Things To Come

LETTER FROM THE EDITOR: John A. Sobrato ’60 promised something terrific in STEM. He delivered the future.

Before we proceed, dear reader, indulge in a moment from our back pages: last spring, a conversation with John A. Sobrato ’60 that wrapped up with enthusiasm over the new law school building that would soon rise, and the new STEM campus. Perhaps that perked up your ears: New STEM campus?

“Wait till you see what’s coming,” Sobrato said. “It’s gonna be terrific.”

So now, see the future unfold. (And since this is a magazine, when it comes to print, we mean that literally.)

What you’ll see is made possible by the biggest gift in the history of Santa Clara University: From John A. and Susan Sobrato, $100 million to build the Sobrato Campus for Discovery and Innovation.

And since we’re talking superlatives, the print edition gatefold of the artist’s vision in this mag is the biggest thing we’ve ever done, too. (We don’t yet have unfolding portable screens for digital yet, but soon, right?) Rendered by artist Tavis Coburn, it hints at the radiant future imagined on Coburn’s illustration for our cover, too: a world we might build, and soon—of hyperloops and jet packs and flying cars, rockets that blast into the sky, then land and blast off again.

Celestial dreams?

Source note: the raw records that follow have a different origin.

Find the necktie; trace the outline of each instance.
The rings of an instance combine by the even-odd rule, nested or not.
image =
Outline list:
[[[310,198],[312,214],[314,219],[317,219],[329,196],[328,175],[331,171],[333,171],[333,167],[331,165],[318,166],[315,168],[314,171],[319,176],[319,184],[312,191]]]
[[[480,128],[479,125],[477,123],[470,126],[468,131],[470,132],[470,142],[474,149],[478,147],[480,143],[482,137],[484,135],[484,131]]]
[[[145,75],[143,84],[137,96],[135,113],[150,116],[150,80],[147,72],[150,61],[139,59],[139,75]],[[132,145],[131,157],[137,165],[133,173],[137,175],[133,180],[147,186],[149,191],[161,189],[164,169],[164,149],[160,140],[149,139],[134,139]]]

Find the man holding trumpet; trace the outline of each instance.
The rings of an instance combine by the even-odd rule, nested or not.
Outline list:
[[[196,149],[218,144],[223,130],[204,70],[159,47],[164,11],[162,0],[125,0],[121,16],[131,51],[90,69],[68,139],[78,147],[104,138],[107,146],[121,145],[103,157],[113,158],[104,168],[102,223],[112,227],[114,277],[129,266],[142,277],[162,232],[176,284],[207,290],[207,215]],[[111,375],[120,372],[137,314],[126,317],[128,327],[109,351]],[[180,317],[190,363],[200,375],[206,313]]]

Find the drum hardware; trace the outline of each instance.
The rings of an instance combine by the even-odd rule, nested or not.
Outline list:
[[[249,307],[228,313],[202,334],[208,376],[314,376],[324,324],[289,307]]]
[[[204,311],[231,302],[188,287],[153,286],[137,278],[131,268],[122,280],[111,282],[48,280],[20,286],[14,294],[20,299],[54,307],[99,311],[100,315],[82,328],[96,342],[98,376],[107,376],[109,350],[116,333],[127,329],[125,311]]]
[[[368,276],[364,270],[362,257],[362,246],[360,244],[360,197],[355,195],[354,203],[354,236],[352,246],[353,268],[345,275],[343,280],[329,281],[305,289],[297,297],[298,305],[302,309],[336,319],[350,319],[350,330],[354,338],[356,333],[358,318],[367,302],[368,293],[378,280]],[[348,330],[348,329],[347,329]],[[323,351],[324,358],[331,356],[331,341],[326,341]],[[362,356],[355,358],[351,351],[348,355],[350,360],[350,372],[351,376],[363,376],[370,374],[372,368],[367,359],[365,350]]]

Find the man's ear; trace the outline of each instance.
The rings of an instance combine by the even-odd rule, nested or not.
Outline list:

In January, this world lost the last man to walk on the Moon. That was back in 1972. His mother was Slovak and his father was Czech, and he said that coming back into the Earth’s atmosphere was “like being immersed in a sheet of fire, a comet, a shooting star.”

That was us, people: We sent him there. But what about back on the ground?

That’s why you build something big and bold: to do the work that needs to be done. Call it a Moonshot. As John A. Sobrato puts it: “The world today faces some really immense problems. We’re talking about climate change, global health, poverty, energy sustainability.”

This building will be a meeting place for work on science and tech and engineering at an institution where fundamental questions of ethics—what is the right thing to do?—are at the heart of the matter. And where work is sparked by imagination and creativity and beauty and truth, and the sense of shaping whole persons of many stripes and sizes.

There will be lots more to come as relates to this tale. And yeah, it’s gonna be terrific.